From time to time I like to walk into other schools see what they are teaching.  Last week I visited a school across town which I had been to once before, and they were teaching Kenpo self-defense techniques.  From what I picked up they had added 30 Kenpo techniques to their caricullum.  The funny thing was noone in the class could make the techniques work.  While the problem was obvious to me, onone else could figure out what they were doing wrong.  It was pretty obvious that the instructors had gotten their hands on a Kenpo video, which they were using to teach from.  While they knew the motions they were missing all of the basic principles which make the techniques work.  

Distance, Stance, Positioning, Leg checks, All of these were missing when they did these techniques. 

Has anyone else come across this kind of experience?? 

I Had to Laugh.


----------



## MisterMike (Sep 29, 2003)

Yes, in fact, I've seen "Kenpo" schools where the whole curriculum looked like it was learned from a video.

I guess there are no warranties, huh? --which places these people lower than the used car salesman.


----------



## ob2c (Oct 7, 2003)

I've come across something similar in a school (now closed) that I used to work out with.
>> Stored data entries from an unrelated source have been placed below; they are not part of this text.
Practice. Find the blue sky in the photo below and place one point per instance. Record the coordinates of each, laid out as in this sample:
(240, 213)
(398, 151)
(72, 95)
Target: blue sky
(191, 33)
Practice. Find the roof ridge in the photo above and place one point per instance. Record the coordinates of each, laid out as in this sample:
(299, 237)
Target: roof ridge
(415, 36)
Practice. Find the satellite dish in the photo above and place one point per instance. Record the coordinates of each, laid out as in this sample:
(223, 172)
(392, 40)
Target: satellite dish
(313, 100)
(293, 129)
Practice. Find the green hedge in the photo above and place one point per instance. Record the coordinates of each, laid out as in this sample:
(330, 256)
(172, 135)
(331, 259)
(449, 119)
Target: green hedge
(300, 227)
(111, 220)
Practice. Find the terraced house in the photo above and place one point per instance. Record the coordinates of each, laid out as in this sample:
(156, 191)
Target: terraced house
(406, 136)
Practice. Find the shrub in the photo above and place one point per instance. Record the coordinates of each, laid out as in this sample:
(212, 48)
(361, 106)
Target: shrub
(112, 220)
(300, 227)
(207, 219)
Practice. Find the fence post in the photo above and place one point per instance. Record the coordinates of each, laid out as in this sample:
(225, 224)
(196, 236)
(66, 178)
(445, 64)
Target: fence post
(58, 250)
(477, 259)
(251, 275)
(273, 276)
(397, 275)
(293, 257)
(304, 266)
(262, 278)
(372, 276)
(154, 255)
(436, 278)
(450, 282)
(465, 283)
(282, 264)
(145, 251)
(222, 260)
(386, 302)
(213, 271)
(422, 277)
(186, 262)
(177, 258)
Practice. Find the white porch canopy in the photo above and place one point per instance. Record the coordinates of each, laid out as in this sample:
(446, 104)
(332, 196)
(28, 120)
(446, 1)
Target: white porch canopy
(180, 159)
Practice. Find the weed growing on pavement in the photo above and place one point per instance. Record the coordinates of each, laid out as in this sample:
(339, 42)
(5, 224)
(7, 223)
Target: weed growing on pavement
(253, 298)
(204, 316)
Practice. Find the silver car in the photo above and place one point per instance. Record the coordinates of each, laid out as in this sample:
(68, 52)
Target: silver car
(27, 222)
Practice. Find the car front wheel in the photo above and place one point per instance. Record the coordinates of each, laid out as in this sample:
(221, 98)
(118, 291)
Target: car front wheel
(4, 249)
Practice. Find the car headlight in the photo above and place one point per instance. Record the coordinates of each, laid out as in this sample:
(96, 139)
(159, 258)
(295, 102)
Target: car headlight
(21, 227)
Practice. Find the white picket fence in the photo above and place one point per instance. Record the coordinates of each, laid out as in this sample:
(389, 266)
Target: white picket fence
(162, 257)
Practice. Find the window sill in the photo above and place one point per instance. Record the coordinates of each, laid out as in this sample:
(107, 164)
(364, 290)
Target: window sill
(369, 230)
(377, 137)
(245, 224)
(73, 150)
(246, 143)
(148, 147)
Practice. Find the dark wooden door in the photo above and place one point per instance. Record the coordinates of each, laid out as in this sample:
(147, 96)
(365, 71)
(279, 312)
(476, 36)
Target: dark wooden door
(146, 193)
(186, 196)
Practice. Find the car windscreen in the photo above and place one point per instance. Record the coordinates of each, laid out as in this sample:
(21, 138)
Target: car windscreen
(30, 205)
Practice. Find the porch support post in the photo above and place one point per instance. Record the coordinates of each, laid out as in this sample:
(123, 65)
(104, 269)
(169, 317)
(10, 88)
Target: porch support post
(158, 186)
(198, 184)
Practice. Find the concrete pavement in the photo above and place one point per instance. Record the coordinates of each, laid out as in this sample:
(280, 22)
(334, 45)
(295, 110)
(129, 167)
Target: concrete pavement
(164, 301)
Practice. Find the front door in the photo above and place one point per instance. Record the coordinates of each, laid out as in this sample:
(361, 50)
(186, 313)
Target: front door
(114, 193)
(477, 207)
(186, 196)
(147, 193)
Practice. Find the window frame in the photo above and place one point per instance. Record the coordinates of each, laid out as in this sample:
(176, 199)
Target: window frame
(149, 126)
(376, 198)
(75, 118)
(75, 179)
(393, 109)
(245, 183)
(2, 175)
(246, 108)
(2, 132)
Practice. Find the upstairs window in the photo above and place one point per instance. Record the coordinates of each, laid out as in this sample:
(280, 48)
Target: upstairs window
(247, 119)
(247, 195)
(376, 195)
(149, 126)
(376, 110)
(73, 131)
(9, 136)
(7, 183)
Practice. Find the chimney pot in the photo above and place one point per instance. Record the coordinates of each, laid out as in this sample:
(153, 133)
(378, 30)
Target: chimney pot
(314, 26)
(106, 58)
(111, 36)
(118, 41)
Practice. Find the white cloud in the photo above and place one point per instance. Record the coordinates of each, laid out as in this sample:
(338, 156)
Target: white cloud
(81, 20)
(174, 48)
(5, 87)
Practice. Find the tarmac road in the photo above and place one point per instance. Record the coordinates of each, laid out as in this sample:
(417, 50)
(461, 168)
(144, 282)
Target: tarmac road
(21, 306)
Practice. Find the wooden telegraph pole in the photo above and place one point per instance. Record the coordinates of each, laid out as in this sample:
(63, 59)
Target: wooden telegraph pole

Their base was TKD, but they weren't traditional by any means, and they incorporated a lot of other styles in their system. The head of the system actually had some AK in his background, and I noticed some similarities in some of their moves, but no direct copies of whole techniques. But like you, I found them lacking in understanding of principles.  They were a god groupe, though, and there were some seriouse martial artists there. I hated to see them close their doors.


----------



## Titan Uk (Oct 30, 2003)

I know of a person who has black belts at other styles, that starting to train in Kempo for a short period and then opening up a school, stating it was kempo.
Anyone with any knowledge could see that it was not but it does reflect badly on everyone else if students look at the instructor for guidance but he does not fully understand the principles.


----------



## superdave (Jan 13, 2004)

And we wonder why we have Kenpo McDojos. I wish people would learn from a 
*QUALIFIED* instructor instead of tapes.


----------